Regina Moroko, a high-school principal in Kaduna, does not remember the last time she visited a bank or ATM point. “I rarely visit banks or ATMs to withdraw money again. Many of them have long queues and you’re not even guaranteed of getting the money. I can’t tell you the number of times I’ve queued at an ATM point, only for the machine to run out of cash, suddenly go into maintenance mode, or just outrightly reject my card.” 

Traditional banks across the country encourage agency banking and have rolled out numerous campaigns targeted at attracting people into being agency bankers; a move which has been successful due to the high rates of unemployment and underemployment in the country. Between 2017 and 2022, the number of POS terminals grew from 155,000 to 1.1 million. This POS arrangement works well for banks too, as it lets customers use their bank accounts without the banks having to deal directly with the cash, thus mitigating cash-risk exposure. In this report, some banks go as far as implementing in-house strategies (some outright misinterpretations of statutory directives), like deactivating ATMs at night, to discourage their customers from using cash. 

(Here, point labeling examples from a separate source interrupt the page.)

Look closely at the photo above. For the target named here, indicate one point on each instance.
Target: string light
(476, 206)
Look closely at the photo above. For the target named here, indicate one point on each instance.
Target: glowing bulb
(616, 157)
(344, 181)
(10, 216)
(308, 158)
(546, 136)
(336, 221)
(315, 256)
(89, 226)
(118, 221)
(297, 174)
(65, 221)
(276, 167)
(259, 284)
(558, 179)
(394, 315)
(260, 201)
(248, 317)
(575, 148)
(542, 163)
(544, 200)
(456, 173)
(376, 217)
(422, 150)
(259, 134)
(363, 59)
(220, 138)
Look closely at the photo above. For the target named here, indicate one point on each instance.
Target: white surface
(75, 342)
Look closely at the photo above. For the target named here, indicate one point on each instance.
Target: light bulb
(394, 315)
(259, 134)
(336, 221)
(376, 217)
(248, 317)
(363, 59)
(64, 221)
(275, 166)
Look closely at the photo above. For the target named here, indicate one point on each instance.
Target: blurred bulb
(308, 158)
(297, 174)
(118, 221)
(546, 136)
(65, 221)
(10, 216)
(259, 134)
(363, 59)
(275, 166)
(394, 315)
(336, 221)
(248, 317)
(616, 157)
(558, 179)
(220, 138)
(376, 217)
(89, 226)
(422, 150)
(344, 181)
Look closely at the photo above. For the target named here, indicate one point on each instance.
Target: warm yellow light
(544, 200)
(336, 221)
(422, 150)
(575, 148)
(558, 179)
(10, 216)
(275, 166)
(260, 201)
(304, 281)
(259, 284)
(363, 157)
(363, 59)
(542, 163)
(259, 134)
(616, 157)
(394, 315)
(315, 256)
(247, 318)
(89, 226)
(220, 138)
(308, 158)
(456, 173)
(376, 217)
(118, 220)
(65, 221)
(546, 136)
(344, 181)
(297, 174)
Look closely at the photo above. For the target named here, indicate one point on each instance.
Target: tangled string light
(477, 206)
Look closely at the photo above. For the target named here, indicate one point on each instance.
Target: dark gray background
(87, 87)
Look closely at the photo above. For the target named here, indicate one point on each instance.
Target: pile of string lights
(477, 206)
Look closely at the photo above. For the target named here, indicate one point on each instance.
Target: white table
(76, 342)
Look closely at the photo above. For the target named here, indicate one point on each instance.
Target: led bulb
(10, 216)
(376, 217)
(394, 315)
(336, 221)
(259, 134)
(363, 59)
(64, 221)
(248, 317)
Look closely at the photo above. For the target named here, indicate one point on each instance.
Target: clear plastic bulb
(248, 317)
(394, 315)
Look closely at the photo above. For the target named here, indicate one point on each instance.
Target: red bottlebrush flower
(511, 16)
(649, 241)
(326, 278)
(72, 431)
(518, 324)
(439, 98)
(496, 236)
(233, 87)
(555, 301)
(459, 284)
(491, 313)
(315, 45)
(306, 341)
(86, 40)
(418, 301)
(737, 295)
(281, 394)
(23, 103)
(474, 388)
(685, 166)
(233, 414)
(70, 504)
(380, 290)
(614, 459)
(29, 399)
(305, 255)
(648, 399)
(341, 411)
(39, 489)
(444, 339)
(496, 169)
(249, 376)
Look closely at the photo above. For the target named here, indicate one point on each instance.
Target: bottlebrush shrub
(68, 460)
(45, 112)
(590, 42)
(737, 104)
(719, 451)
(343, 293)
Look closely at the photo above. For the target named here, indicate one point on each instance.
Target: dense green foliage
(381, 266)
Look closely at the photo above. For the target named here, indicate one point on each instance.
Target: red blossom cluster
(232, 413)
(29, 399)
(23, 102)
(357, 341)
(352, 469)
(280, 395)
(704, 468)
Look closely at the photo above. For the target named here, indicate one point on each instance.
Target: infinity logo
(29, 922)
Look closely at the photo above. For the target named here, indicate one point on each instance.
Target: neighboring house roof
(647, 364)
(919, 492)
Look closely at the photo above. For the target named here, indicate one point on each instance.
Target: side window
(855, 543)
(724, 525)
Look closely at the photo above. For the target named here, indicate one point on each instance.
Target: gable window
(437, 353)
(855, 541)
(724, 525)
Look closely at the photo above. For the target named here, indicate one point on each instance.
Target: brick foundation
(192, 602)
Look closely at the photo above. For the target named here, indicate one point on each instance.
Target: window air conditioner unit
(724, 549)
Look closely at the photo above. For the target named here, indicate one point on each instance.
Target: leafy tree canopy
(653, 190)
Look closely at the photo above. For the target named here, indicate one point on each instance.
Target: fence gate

Alhaji, a businessman who owns six POS terminals in Abuja, says that fraudsters now focus on agency bankers and they are more accessible than banks. “I have been in this business since 2020 and there is almost no week where someone does not try to scam or steal from me. They come in various forms and use various tactics, some even bring fake naira notes. The banks don’t care about this and you will still have to meet their targets and remit their charges at the end of the month.”

Cash is still King

Interestingly, the rise in the adoption of e-payment channels does not seem to have translated to a general decrease in cash circulation. CBN Governor, Emefiele, announced in October that there was ₦3.23 trillion in circulation, an increase of ₦26 billion from the same period last year. 

It has been ten years since the CBN implemented the cashless policy and the value of money in circulation keep going up, despite efforts by the apex bank. 

The battle now seems to be how to simultaneously promote financial inclusion and lower the value of cash in circulation. While e-payment channels like mobile transfers can help reduce the amount of cash in circulation, they are not inclusive, as a large number of Nigerians cannot operate the technology required. People resort to agency banking which closes the inclusion gap but further increases reliance on cash. 

Even with the fintech explosion between 2012 and 2022, not much has been done towards digitising the bulk of everyday payments for the average Nigerian. You still need cash to board commercial transport or buy goods from your neighbourhood store. Business people would rather take cash than accept other forms of payments, with POS machines being expensive and mobile transfers sometimes being slow and unstable. This makes commercial areas very lucrative spots for agency bankers. 

The CBN will have to strengthen payment infrastructure in order to accommodate financial inclusion and non-cash-reliant payment.